Effects on stranger danger messages on children

There is currently a horrible trial going on about a little 8 year old girl who was brutally murdered. Her name was Tori and even though I didn’t know her, I feel like I do every time I look at my own daughter.

I cannot bring myself to follow the gruesome details of this girl’s tragic end to her life. I do know that the last time she was seen alive she was with another woman and from what the video cameras displayed, the girl was walking with this woman in a way that did not evoke fear, or struggle. If I remember correctly (please do not quote me on the facts here) there was either a dog with them, or a promise to see a dog in a nearby car.

This is the part that I struggle with. An 8 year old girl walking without fear, probably happily chattering away, excited at the potential of seeing a dog.

My own daughter is only 4 years old. But I have no doubt in my mind that she could, would potentially find herself in such a situation at any time during her childhood. My Bubblebee with her bubbly personality, with he love for animals, with her incessant need for social situations, she would easily and readily go with someone at the promise to look at a puppy in a nearby parked car.

I can see it clearly.

I can also see something else clearly. The stranger danger messages propelled out to the kids, at school, through the media, via parents and other people, are confusing. Confusing to the child, especially.

How is it that my child remains silent when an elderly lady walking a dog says hello in passing?
How is it that my Bumblebee cannot make eye contact with the lady who complemented the sticks she was carrying, and offered for her to pet her dog, while I was standing directly beside her?
How is it that the stranger danger message affects her at that particular moment?

Yet just the other day, at the local baseball diamond, a similar situation occurred with a so-called stranger, and the exact opposite reaction happened. We were whacking a ball around for the dog when the kids started arguing over whose turn it is. Hockeyboy brought the heavier baseball bat and he was trying to demonstrate something to her. Bumblebee refused to listen and they argued.

Meanwhile a man parked up at the road in a red van, and walked past us with a key in hand. I looked up and said hello, which caused Bumblebee to stop yelling and glance in our direction. The man responded, opened the shed, and walked back to the van to get some equipment out.

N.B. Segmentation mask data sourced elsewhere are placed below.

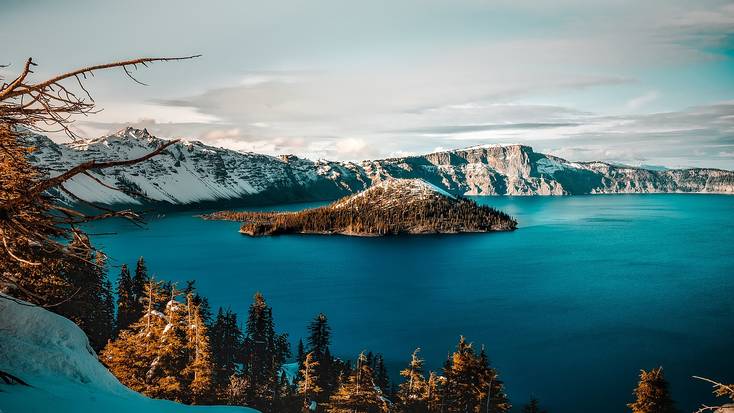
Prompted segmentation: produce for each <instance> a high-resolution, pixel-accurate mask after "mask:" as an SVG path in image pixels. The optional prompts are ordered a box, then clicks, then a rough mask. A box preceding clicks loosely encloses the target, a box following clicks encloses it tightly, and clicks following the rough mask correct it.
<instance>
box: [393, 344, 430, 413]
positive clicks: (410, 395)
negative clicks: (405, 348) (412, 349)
mask: <svg viewBox="0 0 734 413" xmlns="http://www.w3.org/2000/svg"><path fill="white" fill-rule="evenodd" d="M419 352H420V348H417V349H415V351H413V355H412V357H411V360H410V364H409V365H408V368H406V369H404V370H402V371H401V372H400V375H401V376H402V377H405V381H404V382H403V383H400V386H398V393H397V407H398V411H400V412H402V413H420V412H424V411H426V410H427V409H428V393H429V389H428V385H427V383H426V379H425V376H424V375H423V360H422V359H420V358H419V357H418V353H419Z"/></svg>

Bumblebee decided that this was the prefect opportunity to skip over to the van, a distance long enough to make me nervous, and start chattering away to the man about god knows what.

My own reactions were muddled. On the one hand I thought ‘crap, she’s talking to a stranger next to an open van, theoretically he could pick her up and throw her in and drive off without a second thought’.

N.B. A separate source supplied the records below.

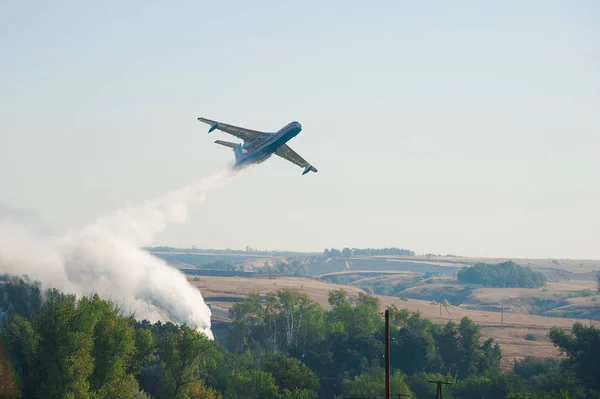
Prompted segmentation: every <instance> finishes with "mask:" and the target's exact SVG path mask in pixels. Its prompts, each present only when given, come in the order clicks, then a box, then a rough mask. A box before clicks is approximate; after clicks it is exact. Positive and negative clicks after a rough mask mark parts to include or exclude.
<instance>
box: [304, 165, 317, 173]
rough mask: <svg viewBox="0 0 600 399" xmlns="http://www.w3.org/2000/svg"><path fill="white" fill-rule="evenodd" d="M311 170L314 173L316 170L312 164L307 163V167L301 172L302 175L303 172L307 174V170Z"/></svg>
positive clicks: (315, 172)
mask: <svg viewBox="0 0 600 399" xmlns="http://www.w3.org/2000/svg"><path fill="white" fill-rule="evenodd" d="M311 171H312V172H315V173H317V172H318V170H317V168H315V167H314V166H312V165H308V167H307V168H306V169H304V172H302V176H304V175H305V174H307V173H308V172H311Z"/></svg>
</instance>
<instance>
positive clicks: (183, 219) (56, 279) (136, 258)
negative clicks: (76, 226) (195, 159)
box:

On the other hand I thought ‘he has a key for a shed with baseball equipment, he’s not going to kidnap a kid now’.

While feeling disgusted at my prejudice, I simultaneously picked up my blackberry and scrolled around to have the camera ready just in case I needed to snap a picture of a license plate. I also moved away from the diamond and closer to the open shed.

By this time the man had handed Bumblebee a package to carry to the shed which she happily schlepped, endlessly chattering with him, and he followed her, smiling to himself. We made eye contact and I worried momentarily that he might notice I had moved from my spot on the field, or that I might look a tad tense.

I didn’t feel tense, though. My instincts somehow told me that it was all good; still, what kind of a mother would I be if I wasn’t prepared for a turn of events? My internal struggles took up a lot of emotional energy, frankly.

Finally we started talking, and he introduces himself as the president of the local baseball league. Hockeyboy played T-ball for his league last year at a different park, and we compared notes and chatted like normal people do under these circumstances.

But that moment of worry, it will never leave me again. And selfish, murderous creep who took the life of little Tori is the reason why parents like me feel a prejudice toward a perfectly nice, normal, ordinary man, even just for a fraction of a moment.

Stranger danger messages will preoccupy me for many years to come.